Al-Qaeda di Irak memperingatkan akan terjadinya perang dengan kelompok Syiah
23 Februari 2012: Seorang petugas pemadam kebakaran Irak memadamkan bus yang terbakar setelah serangan bom mobil di Kirkuk, 290 kilometer (180 mil) utara Bagdad, Irak. Serangkaian serangan cepat yang tersebar di wilayah luas Irak menewaskan dan melukai puluhan warga Irak pada hari Kamis, terutama menargetkan pasukan keamanan. (AP)
BAGHDAD – Seorang juru bicara al-Qaeda di Irak mengatakan pada hari Jumat bahwa perang Muslim Sunni melawan Syiah di Irak tidak bisa dihindari dan mengancam gelombang serangan tanpa henti seperti yang terjadi sehari sebelumnya yang menewaskan sedikitnya 55 orang.

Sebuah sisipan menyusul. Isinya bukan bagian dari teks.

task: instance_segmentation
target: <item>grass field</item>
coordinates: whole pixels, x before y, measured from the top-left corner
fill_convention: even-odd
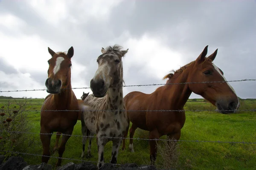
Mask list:
[[[31,102],[30,108],[32,110],[29,113],[31,132],[38,133],[40,129],[40,113],[35,110],[40,110],[44,99],[28,100]],[[6,99],[0,99],[0,106],[6,101]],[[239,109],[255,108],[256,100],[241,101]],[[204,99],[189,99],[186,103],[185,109],[212,110],[215,108],[209,103],[205,102]],[[181,130],[180,140],[256,142],[256,114],[255,112],[241,111],[227,115],[212,111],[187,111],[186,114],[186,121]],[[73,134],[81,135],[81,122],[78,121]],[[147,138],[148,135],[148,132],[138,129],[134,138]],[[35,141],[26,149],[26,152],[41,155],[42,150],[39,136],[38,134],[31,135],[34,135]],[[53,135],[52,138],[52,149],[53,148],[55,137]],[[166,137],[162,137],[161,139],[166,139]],[[131,153],[128,150],[128,140],[127,140],[126,150],[122,151],[120,149],[117,163],[135,162],[138,164],[149,164],[148,141],[134,140],[135,152],[134,153]],[[179,169],[253,170],[256,168],[256,144],[192,142],[180,142],[179,144]],[[109,162],[110,160],[111,145],[111,142],[110,142],[105,147],[105,162]],[[63,157],[80,159],[81,147],[81,137],[71,136],[67,144]],[[83,159],[97,161],[95,139],[92,142],[92,158],[84,158]],[[41,156],[22,156],[29,164],[41,163]],[[58,154],[55,153],[52,156],[58,156]],[[158,156],[158,158],[157,164],[159,164],[160,157]],[[52,158],[49,163],[53,165],[56,161],[56,159]],[[70,162],[81,162],[78,161],[64,160],[62,164]]]

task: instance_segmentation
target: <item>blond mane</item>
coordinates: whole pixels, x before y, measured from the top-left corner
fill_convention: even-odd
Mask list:
[[[208,57],[207,57],[207,58],[206,58],[206,59],[204,60],[204,62],[202,62],[201,63],[201,64],[204,64],[207,61],[210,61],[211,62],[212,62],[212,60],[210,59],[208,59]],[[176,70],[176,71],[175,71],[174,70],[172,70],[172,71],[171,71],[171,72],[172,72],[172,73],[169,73],[169,74],[167,74],[165,76],[163,77],[163,80],[164,80],[166,79],[168,79],[167,81],[169,80],[171,78],[172,78],[172,77],[173,77],[173,76],[176,73],[182,73],[189,65],[190,65],[192,64],[193,64],[193,63],[195,63],[195,61],[193,61],[192,62],[189,62],[189,63],[186,64],[184,66],[183,66],[183,67],[181,67],[180,69]]]

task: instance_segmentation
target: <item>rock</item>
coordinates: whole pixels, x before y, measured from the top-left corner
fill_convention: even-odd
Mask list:
[[[157,168],[153,165],[141,166],[137,168],[138,170],[157,170]]]
[[[42,163],[39,165],[28,165],[22,170],[52,170],[52,166],[45,163]]]
[[[116,170],[116,169],[114,166],[112,164],[110,163],[105,163],[100,168],[101,170]]]
[[[125,164],[121,165],[118,168],[119,170],[135,170],[138,167],[138,165],[135,163],[131,164]]]
[[[3,162],[5,158],[5,156],[4,156],[3,155],[0,155],[0,165],[2,164],[2,163]]]
[[[74,170],[75,169],[75,164],[73,162],[69,162],[65,165],[59,167],[58,170]]]
[[[0,166],[0,170],[22,170],[27,166],[23,158],[18,156],[12,156]]]
[[[75,170],[96,170],[96,165],[90,162],[83,162],[75,165]]]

Pernyataan Abu Muhammad al-Adnani, juru bicara Negara Islam Irak yang terkait dengan al-Qaeda, memanfaatkan ketakutan di Irak dan luar negeri mengenai stabilitas negara tersebut di masa depan dan kemampuan pemerintah untuk melindungi warganya setelah penarikan pasukan Amerika yang terakhir. di bulan Desember.

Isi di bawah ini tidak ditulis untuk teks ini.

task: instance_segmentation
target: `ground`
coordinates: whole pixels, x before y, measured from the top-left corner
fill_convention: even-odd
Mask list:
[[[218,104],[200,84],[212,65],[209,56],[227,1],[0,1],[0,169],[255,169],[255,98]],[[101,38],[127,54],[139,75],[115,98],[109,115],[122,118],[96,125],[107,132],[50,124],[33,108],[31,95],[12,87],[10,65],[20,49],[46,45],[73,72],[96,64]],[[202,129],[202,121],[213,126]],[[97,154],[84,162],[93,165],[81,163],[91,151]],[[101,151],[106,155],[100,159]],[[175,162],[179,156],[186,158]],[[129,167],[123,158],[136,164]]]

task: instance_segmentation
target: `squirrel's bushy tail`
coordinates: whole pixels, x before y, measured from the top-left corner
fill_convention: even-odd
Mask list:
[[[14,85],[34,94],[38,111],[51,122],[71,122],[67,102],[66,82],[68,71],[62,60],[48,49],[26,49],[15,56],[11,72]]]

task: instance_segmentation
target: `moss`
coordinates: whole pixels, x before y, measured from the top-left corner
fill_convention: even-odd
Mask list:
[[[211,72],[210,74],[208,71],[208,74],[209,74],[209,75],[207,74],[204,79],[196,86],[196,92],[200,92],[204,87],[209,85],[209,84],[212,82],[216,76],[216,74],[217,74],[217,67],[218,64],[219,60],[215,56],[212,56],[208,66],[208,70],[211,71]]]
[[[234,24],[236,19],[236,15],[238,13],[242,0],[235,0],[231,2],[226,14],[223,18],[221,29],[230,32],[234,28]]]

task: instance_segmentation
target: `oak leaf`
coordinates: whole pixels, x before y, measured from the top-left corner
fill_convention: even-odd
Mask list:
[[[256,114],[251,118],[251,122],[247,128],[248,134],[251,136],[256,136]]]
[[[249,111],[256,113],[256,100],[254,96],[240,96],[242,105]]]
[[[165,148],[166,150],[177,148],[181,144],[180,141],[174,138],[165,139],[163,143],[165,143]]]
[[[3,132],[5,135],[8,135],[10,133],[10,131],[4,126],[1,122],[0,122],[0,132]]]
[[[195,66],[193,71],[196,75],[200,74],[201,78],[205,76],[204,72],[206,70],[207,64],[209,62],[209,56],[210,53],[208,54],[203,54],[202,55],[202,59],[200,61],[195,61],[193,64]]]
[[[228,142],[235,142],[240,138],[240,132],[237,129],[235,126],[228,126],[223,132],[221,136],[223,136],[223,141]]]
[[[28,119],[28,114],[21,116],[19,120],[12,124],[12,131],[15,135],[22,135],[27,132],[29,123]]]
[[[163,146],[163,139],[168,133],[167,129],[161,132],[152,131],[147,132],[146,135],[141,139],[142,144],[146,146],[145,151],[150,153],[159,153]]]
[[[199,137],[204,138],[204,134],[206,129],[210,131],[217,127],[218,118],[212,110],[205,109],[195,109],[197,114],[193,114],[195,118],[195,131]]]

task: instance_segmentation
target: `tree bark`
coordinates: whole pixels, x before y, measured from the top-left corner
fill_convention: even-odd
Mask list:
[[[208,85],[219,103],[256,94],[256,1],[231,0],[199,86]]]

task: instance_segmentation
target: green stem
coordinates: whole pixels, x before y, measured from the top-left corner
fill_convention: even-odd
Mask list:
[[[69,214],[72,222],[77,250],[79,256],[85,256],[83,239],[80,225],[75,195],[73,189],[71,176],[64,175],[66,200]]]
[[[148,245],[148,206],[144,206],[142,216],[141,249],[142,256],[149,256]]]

Meskipun terjadi serangan mematikan terhadap pasukan keamanan pemerintah yang dipimpin kelompok Syiah dan peziarah Syiah, tidak ada tanda-tanda Irak akan kembali mengalami pertumpahan darah sektarian pada tahun 2006 dan 2007 yang mendorong negara tersebut ke ambang perang saudara. Namun warga Irak semakin frustrasi dengan kegagalan pemerintah mencegah serangan yang terus membunuh banyak warga Irak setiap bulannya.
Dalam serangan terbaru, serangkaian pemboman dan penembakan di seluruh negeri pada hari Kamis menewaskan 55 orang dan melukai lebih dari 225 orang. Al-Qaeda di Irak mengaku bertanggung jawab atas serangan tersebut.
Dalam pernyataan audio berdurasi 33 menit yang diposting di situs ekstremis, al-Adnani memperingatkan akan terjadinya “tahap konfrontasi nyata dan perang melawan kelompok tercela (Syiah).”
“Perang antara Sunni dan (Syiah) adalah perang agama, perang suci iman,” katanya, menurut terjemahan pernyataan yang diberikan oleh SITE Intelligence Group, yang melacak pesan-pesan ekstremis Islam. “Tidak ada jalan keluar dan tidak ada jalan keluar darinya.”
Komentarnya dipicu oleh kekhawatiran akan meningkatnya kekerasan sektarian dua bulan setelah penarikan militer AS dari Irak. Serangan tidak sesering yang terjadi pada konflik sektarian pada tahun 2005 hingga 2007.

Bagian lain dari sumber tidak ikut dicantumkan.